Is an exact logistic regression an appropriate test?
If I use an "exact" logistic regression can I include more confounders?
Is there an outcome number below which an exact logistic regression is preferred? (If it matters assume I have a similar sample size of 100 individuals)

Thanks for your help,

Kar
 
#2
Hi,
I recently did some logistic regression analyses with 3 categorical predictors in SAS. I ran into quasi-complete separation problems when I started to include interactions, and tried to used exact tests to deal with them. SAS ran out of memory before it could finish the calculations despite running on a fast Core i5 ASUS laptop that is about 2 year old. In "Logistic regression using SAS" 2nd ed by Allison, he used PROC LOGISTIC with 2 predictor variables and found that the default maximum likelihood analysis took 0.1 seconds while exact tests took 3.5 minutes on the same data. So it sounds like exact tests are computationally intensive and I'm guessing that you might have problems if you add more predictor variables. No harm in trying though.

Maximum likelihood logistic regression is "asymptotically unbiased" (good with large N), but it is unclear how good it is for small sample sizes. Exact tests are good ways to deal with small samples, but I don't know of a cutoff for what is too small. I can say though that its not the sample size itself, but the number of cases in the less frequent binary outcome. Here is a guess on how you could decide if your sample is small enough (I only use SAS so sorry if this doesn't help you with different software):

SAS by default spits out confidence intervals on odds ratios that are based on Wald Chi-squared statistics, which are sensitive to small sample sizes. Profile likelihood confidence intervals are recommended for small samples. Request both types of confidence intervals and if they don't match very well, you might be in small sample size territory. You can request both types of CIs by adding "/CLODDS=BOTH" at the end of your model statement in PROC LOGISTIC.

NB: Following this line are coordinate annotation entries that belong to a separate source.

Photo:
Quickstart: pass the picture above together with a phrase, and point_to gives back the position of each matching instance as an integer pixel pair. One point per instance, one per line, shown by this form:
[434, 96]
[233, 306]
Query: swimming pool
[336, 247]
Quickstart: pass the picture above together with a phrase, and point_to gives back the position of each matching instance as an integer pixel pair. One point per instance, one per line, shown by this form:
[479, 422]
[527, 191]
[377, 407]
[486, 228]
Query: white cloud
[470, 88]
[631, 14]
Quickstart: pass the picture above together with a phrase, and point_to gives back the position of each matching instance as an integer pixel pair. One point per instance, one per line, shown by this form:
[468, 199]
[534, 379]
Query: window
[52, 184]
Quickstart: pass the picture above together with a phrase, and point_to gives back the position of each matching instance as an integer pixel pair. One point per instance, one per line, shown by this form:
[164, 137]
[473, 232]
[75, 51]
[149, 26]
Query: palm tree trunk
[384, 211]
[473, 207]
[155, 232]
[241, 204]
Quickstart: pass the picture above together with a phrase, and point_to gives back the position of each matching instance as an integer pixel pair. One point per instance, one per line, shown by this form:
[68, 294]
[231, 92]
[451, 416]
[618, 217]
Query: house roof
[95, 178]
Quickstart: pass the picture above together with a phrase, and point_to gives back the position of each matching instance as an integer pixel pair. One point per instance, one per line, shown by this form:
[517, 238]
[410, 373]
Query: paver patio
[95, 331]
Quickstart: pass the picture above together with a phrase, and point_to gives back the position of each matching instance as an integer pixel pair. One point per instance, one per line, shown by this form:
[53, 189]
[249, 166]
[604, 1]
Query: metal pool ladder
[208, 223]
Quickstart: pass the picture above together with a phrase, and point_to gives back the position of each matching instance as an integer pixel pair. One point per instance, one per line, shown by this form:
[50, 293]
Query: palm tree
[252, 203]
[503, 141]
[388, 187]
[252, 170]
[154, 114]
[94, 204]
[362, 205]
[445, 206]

Another thing to consider for small samples is using "penalized likelihood". This is a type of maximum likelihood that is less biased in small samples. When my interaction tests didn't work and exact tests ran out of memory, penalized likelihoods got rid of my separation problems and allowed the analysis to converge. You can ask for penalized likelihoods by adding "/FIRTH" at the end of your model statements.

Hope this helps!